Table 3, along with Figure 4 and Figure 5, shows the number of research publications per year for the six enabling technology areas for Big Data that we identified. Figure 4 and Figure 5 show that the research publication totals for the Big Data-enabling technologies of deep learning and edge or fog computing are increasing, whereas the research publication totals for the other Big Data-enabling technologies are decreasing or at least seem to have passed their peak values.

Table 3. The number of research publications per year for the six enabling technologies for Big Data that we identified.

Figure 4. The number of research publications per year for the Big Data-enabling technologies deep learning and cloud computing.

Figure 5. The number of research publications per year for the Big Data-enabling technologies of high-performance computing or supercomputing; parallel processing, distributed processing or GPU; storage systems, database systems or data lakes and edge computing or fog computing.

Table 4 and Figure 6 show the number of research publications in Big Data per year for different geographic regions. Figure 6 shows that two geographic regions are dominating: USA and China. The figure also shows that the number of research publications in Big Data from China is increasing, whereas the number research publications in Big Data from the USA and the rest of the world is decreasing. Today, China is clearly the part of the world where most research in the area of Big Data is conducted.

Table 4. The number of research publications in Big Data per year for different geographic regions.

Figure 6. The number of research publications in Big Data per year for different geographic regions.

6. Discussion

When we looked at the literature, we found two concepts that are clearly related to Big Data: AI and the IoT. In Section 2.2, we defined a set called BigData2012–21. Within this set, we searched for AI and the IoT. The number of publications for each year for AI and the IoT are shown in Table 5, and the corresponding values are plotted in Figure 7.

Table 5. The number of research publications related to Big Data per year for AI and IoT.

Figure 7. The number of research publications related to Big Data per year for AI and IoT.

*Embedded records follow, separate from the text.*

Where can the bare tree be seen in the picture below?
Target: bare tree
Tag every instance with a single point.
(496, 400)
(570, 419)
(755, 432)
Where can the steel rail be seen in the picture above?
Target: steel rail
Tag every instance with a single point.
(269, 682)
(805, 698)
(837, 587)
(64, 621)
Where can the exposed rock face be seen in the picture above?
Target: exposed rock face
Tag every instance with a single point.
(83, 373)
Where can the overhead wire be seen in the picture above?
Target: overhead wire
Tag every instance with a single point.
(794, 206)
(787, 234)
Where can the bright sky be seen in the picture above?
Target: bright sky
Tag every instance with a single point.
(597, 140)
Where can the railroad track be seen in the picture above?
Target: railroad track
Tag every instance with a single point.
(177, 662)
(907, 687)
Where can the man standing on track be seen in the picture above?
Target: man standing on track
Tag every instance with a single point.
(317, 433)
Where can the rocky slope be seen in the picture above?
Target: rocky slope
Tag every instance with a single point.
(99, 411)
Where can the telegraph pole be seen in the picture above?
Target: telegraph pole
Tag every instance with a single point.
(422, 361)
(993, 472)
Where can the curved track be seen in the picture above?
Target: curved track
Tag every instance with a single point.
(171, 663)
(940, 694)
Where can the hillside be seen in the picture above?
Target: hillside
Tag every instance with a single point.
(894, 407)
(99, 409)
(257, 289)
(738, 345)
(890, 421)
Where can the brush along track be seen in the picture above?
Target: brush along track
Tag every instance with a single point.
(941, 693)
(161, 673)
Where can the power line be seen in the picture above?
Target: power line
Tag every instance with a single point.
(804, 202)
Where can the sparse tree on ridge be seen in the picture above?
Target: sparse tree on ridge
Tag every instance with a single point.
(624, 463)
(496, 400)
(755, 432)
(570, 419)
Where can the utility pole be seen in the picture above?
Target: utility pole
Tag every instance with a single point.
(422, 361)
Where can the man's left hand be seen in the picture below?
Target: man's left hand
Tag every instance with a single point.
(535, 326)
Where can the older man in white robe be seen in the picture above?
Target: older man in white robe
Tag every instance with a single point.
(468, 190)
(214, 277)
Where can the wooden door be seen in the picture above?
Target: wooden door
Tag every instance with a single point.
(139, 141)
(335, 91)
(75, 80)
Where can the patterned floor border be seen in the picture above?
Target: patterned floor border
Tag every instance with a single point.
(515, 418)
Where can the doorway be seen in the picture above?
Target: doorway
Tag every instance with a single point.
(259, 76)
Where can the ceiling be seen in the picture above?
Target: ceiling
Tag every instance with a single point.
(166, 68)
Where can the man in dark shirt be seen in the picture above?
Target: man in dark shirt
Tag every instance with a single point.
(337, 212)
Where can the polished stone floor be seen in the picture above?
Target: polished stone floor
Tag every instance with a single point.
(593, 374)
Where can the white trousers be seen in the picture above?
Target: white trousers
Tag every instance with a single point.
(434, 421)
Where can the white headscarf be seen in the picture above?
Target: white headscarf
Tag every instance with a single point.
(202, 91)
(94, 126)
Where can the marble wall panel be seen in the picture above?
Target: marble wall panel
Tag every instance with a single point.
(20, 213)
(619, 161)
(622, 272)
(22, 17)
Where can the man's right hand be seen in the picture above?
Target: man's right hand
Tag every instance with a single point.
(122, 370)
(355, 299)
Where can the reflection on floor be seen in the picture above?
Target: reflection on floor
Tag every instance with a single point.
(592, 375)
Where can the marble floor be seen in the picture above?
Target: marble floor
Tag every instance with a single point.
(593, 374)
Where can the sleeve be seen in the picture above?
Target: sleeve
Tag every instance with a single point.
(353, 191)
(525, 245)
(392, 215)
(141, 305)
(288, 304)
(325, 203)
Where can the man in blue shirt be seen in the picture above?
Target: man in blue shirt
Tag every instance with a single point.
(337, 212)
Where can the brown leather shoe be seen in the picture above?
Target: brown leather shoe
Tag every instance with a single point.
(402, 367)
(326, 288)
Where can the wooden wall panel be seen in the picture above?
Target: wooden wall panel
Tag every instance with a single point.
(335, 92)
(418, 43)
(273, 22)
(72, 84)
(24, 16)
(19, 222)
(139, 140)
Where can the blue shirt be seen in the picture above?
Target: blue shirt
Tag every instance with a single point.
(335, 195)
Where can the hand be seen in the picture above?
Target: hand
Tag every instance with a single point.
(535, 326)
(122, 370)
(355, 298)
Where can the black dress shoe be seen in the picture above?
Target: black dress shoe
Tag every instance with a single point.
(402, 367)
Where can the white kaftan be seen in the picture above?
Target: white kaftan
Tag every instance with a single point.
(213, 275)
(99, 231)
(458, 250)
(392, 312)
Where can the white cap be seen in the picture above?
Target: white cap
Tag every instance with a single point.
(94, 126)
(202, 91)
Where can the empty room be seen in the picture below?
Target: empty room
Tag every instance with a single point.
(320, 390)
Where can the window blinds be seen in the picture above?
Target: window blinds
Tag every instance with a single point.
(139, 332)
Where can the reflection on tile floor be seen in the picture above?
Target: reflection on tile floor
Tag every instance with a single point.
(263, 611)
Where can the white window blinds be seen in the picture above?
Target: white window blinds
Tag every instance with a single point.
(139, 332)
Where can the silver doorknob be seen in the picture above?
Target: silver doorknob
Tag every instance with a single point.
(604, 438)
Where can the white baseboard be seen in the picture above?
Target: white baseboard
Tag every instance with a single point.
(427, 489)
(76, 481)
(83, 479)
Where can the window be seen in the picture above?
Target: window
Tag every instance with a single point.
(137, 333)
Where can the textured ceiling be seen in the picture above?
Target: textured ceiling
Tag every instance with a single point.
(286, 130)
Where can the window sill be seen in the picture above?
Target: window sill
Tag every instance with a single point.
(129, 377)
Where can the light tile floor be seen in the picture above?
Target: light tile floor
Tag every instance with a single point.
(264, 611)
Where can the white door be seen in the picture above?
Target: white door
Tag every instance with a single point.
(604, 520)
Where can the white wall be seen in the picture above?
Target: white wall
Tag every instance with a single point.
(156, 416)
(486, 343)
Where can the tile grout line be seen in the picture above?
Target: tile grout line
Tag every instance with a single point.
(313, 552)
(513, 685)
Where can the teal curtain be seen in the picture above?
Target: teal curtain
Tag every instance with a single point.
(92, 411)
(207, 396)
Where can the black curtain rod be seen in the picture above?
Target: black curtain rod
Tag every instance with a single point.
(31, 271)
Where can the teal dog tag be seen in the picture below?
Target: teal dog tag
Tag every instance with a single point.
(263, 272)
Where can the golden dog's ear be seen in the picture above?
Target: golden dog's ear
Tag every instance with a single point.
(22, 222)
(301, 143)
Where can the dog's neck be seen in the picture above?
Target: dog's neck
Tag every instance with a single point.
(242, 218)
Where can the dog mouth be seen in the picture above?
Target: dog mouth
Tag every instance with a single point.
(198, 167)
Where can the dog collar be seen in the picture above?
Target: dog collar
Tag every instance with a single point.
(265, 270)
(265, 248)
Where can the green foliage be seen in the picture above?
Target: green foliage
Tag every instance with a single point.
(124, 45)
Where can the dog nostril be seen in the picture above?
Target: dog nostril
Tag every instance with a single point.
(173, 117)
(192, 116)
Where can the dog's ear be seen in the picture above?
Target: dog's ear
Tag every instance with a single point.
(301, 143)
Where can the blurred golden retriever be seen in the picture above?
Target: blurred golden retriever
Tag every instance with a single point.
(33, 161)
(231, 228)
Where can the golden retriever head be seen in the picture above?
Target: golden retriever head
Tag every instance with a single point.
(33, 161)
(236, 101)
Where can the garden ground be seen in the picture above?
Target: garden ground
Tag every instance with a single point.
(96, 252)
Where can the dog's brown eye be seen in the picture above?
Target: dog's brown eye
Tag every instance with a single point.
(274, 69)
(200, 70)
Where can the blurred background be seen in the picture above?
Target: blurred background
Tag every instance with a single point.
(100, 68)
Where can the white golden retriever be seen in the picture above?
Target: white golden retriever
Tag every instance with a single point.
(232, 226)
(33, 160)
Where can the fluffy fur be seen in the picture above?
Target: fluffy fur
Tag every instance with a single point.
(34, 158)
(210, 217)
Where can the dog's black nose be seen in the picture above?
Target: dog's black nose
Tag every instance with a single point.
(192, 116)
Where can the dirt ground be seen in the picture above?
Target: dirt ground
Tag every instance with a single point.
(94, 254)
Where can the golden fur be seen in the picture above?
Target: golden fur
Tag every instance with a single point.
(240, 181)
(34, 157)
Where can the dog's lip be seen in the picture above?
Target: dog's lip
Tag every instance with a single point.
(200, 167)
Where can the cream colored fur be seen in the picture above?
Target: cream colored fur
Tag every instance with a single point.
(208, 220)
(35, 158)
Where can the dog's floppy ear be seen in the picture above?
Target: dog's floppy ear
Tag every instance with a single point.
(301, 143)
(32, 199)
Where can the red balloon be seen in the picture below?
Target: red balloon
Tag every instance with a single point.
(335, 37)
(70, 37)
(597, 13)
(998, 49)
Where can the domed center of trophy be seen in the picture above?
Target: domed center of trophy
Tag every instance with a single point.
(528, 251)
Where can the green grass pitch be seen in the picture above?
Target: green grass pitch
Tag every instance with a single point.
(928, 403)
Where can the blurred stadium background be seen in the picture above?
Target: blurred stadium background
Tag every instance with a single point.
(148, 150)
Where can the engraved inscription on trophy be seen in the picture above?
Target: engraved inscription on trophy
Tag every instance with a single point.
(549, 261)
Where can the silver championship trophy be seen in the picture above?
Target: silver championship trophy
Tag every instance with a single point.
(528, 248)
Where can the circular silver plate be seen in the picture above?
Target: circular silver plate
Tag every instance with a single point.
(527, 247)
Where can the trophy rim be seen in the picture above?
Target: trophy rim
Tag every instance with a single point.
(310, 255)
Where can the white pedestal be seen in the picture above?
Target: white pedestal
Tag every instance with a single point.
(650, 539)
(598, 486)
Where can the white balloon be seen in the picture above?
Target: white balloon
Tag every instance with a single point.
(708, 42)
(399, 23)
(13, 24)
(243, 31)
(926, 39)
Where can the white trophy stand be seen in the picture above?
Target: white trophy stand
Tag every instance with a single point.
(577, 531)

Our experience reading a significant number of papers in the area of Big Data indicates that the connection between Big Data and AI is, in many cases, taken for granted. By comparing the curve for AI in Figure 7 with Figure 1, we see that the bibliometric data seem to support this, since the two curves are very similar and almost every second paper in the Big Data area also mentioned AI.

The IoT is a concept that is related to several application areas of Big Data, particularly the application areas of manufacturing, smart cities and agriculture or forestry. By comparing the curve for the IoT in Figure 7 with the curve for manufacturing in Figure 2 and the curves for smart cities and agriculture or forestry in Figure 3, we see that the growing interest for Big Data in manufacturing, smart cities and agriculture or forestry seems to be related to the trend toward the IoT in Big Data. We also believe that the trend toward the IoT is the main reason why we saw an increasing interest in fog or edge computing in Big Data (see Figure 5).

7. Conclusions

The number of research papers in Big Data has increased significantly during the last decade (663 papers in 2012 to 19,758 papers in 2021). However, over the last three years, the number of research papers has been relatively constant. Through extensive contacts with experts from the industry and the research community for Big Data for more than 8 years, and by systematically reviewing the recent literature on Big Data, we identified seven main application areas in Big Data: social media, manufacturing, finance, image processing, smart cities, agricultureor forestry and telecommunications. Manufacturing and agriculture or forestry are the two application areas with the fastest growth in terms of research papers. We also identified six enabling technologies for Big Data: deep learning; cloud computing; high-performance computing or supercomputing; parallel processing, distributed Processing or GPU; storage systems, database systems or data lakes and edge or fog computing. Our bibliometric study shows that the deep learning and edge or fog computing areas are increasing.

When analyzing the geographical distribution of the research on Big Data, it is clear that two countries are dominating: USA and China. It is also clear that the research interest for Big Data in China is increasing much faster than it is in the USA and in the rest of the world. In fact, the number of publications in Big Data is decreasing in the USA and in the rest of the world.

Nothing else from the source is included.